Nos meus tempos de Colombia era "Icopor". Mas acho que varia conforme o país.


----------



## XiaoRoel

Que é o que é ISOPOR?


----------



## WhoSoyEu

Xiao: ve aqui - http://pt.wikipedia.org/wiki/Poliestireno


----------



## Vanda

aloappaola said:


> gente, como digo ISOPOR en espanhol??
> 
> Nao tem no dicionário...
> Obrigada
> 
> PS: desculpe mas nao tenho o TIL


Paulinha, e eu coloquei um monte de aviso dizendo que agora todo mundo tem os acentos e pontuações.

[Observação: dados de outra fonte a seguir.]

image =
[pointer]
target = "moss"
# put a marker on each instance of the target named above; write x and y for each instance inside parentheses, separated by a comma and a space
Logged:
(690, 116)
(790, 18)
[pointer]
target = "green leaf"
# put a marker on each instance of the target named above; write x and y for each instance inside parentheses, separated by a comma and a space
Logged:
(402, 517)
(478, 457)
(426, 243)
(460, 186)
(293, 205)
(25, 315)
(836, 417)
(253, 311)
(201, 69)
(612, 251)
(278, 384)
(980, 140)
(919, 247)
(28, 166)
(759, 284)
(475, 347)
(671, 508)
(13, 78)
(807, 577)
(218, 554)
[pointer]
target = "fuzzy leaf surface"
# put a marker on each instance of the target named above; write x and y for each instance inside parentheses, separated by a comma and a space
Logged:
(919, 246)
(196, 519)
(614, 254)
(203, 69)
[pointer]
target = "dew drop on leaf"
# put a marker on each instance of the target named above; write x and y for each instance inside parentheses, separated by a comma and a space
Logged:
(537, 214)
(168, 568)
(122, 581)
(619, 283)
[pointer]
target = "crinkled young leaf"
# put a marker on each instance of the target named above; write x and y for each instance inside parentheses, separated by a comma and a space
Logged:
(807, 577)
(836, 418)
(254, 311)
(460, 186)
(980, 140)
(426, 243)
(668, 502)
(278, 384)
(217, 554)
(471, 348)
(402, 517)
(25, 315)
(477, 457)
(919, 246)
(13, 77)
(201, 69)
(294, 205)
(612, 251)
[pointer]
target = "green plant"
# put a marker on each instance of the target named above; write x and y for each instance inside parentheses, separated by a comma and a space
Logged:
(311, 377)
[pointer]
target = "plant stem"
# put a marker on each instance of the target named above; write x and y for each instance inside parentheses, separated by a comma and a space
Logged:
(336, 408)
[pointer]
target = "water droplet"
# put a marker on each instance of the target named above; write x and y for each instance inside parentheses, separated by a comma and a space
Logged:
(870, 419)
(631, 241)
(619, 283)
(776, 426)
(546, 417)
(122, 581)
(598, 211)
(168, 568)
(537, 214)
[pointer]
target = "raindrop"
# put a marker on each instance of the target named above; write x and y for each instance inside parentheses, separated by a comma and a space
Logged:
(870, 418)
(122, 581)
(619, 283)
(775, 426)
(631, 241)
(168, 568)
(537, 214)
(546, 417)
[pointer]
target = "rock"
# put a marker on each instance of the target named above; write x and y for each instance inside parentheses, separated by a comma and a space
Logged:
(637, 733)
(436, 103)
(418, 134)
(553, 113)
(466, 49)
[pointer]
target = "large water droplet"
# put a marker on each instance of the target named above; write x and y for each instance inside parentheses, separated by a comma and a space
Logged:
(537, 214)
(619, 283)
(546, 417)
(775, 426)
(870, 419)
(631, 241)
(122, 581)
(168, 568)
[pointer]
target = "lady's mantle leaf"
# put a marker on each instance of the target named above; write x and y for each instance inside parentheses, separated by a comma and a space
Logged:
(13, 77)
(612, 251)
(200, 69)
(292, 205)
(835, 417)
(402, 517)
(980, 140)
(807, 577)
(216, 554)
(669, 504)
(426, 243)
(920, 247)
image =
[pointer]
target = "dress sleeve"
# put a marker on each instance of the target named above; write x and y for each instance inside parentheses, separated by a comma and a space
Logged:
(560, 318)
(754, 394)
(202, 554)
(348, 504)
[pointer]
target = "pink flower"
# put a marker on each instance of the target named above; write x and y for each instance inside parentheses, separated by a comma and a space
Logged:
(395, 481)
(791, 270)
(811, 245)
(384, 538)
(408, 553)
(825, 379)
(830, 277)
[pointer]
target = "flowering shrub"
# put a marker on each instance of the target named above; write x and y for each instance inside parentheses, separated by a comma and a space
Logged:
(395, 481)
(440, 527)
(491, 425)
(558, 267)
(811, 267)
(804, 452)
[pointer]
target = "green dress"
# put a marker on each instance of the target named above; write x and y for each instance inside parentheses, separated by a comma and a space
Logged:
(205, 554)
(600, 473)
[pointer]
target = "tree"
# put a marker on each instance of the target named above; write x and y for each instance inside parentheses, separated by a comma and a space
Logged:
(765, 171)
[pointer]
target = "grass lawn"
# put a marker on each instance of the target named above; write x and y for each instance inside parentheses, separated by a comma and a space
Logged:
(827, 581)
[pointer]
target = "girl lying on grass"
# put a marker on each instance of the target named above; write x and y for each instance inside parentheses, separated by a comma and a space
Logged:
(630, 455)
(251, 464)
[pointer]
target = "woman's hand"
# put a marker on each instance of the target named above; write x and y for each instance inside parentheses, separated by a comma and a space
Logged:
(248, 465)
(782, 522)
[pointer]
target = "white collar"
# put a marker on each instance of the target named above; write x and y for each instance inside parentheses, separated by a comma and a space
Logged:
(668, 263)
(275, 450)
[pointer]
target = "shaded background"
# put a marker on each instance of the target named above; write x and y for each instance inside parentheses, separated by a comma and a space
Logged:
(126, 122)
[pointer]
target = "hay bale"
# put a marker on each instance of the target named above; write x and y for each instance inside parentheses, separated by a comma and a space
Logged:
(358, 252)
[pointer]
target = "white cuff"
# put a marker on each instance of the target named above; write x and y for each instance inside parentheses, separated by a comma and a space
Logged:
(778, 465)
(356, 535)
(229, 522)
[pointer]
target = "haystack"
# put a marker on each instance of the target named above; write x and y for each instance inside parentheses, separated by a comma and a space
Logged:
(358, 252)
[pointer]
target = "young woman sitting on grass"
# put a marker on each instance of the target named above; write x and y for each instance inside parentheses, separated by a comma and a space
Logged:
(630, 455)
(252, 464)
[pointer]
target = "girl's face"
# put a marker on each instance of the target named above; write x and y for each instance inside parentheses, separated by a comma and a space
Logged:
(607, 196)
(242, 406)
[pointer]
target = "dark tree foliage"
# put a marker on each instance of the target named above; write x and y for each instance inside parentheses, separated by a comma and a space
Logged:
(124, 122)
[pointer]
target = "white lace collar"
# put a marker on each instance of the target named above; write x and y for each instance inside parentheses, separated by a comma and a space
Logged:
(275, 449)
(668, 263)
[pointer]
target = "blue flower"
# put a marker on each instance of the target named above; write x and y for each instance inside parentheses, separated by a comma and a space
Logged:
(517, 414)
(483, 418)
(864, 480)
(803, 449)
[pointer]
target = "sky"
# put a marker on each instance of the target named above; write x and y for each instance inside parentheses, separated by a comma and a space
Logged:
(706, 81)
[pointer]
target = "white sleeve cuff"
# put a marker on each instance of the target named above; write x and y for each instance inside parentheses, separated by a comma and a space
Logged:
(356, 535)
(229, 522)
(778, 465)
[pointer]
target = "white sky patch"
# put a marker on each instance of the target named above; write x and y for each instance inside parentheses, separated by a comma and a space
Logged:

É clicar no quadro acima nos sinais desejados (no quadro em que você digita seu post).
àáâãéêíóôõúüçñ¡¿

E quando a palavra não aparece no dicionário, observe abaixo deste título:

*Preguntas en los foros con la(s) palabra(s) 'isopor' en el título:*
Isopor
isopor

Então agora temos duas perguntas sobre a mesma palavra, ou melhor, tínhamos, porque vou juntar as duas discussões.


----------



## XiaoRoel

WhoSoyEu, obrigadinho a você pela ligação (são de letras e isto dos polímeros fuge-me dos meus conhecimentos). É o que coloquialmente chamamos na Espanha "corcho blanco" (cortiça branca).


----------



## patodiez

Oi gente, muy buen hilo...
Quién diría que hay tantos nombres para un mismo producto...
Aquí en Argentina se le llama telgopor o tergopor, según la persona con la que hables...
Tengo entendido que la primera opción es la correcta.
Abrazos.


----------